A transaction is possibly invalid if:
- the amount exceeds
$1000
, or; - if it occurs within (and including)
60
minutes of another transaction with the same name in a different city.
You are given an array of strings transaction
where transactions[i]
consists of comma-separated values representing the name, time (in minutes), amount, and city of the transaction.

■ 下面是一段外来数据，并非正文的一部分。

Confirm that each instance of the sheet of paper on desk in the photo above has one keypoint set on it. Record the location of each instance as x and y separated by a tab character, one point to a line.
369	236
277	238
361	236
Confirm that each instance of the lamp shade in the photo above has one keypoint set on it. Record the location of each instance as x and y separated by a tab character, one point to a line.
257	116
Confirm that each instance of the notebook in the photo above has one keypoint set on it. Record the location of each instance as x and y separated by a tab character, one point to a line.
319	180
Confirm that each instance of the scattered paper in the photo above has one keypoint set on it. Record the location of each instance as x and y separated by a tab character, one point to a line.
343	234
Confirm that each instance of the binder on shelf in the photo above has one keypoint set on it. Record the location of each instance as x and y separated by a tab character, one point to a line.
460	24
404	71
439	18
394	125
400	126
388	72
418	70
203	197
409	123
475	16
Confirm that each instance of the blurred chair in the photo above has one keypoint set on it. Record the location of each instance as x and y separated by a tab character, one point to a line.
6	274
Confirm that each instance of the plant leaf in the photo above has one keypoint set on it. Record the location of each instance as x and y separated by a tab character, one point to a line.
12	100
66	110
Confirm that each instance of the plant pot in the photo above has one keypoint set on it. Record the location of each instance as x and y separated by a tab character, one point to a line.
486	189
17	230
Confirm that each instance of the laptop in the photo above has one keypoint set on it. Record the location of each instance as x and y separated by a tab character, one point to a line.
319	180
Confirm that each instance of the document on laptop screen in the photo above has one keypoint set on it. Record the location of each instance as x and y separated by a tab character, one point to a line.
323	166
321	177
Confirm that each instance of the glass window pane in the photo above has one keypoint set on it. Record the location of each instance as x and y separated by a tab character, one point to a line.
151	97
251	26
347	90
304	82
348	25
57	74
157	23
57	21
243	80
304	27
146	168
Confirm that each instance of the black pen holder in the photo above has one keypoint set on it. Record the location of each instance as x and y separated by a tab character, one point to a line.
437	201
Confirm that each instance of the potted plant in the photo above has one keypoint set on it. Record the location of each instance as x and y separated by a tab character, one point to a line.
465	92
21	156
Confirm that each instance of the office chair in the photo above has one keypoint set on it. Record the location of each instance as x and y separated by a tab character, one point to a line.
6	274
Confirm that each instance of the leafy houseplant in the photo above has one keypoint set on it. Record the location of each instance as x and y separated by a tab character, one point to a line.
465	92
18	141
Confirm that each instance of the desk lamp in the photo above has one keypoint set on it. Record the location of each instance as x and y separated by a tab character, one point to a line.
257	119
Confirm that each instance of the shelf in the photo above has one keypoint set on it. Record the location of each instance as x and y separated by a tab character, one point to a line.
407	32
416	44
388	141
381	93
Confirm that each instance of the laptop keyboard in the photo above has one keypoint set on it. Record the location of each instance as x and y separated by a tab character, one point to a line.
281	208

Return a list of transactions
that are possibly invalid. You may return the answer in any order.
Example 1:
Input: transactions = ["alice,20,800,mtv","alice,50,100,beijing"]
Output: ["alice,20,800,mtv","alice,50,100,beijing"]
Explanation: The first transaction is invalid because the second transaction occurs within a difference of 60 minutes, have the same name and is in a different city. Similarly the second one is invalid too.
Example 2:
Input: transactions = ["alice,20,800,mtv","alice,50,1200,mtv"]
Output: ["alice,50,1200,mtv"]
Example 3:
Input: transactions = ["alice,20,800,mtv","bob,50,1200,mtv"]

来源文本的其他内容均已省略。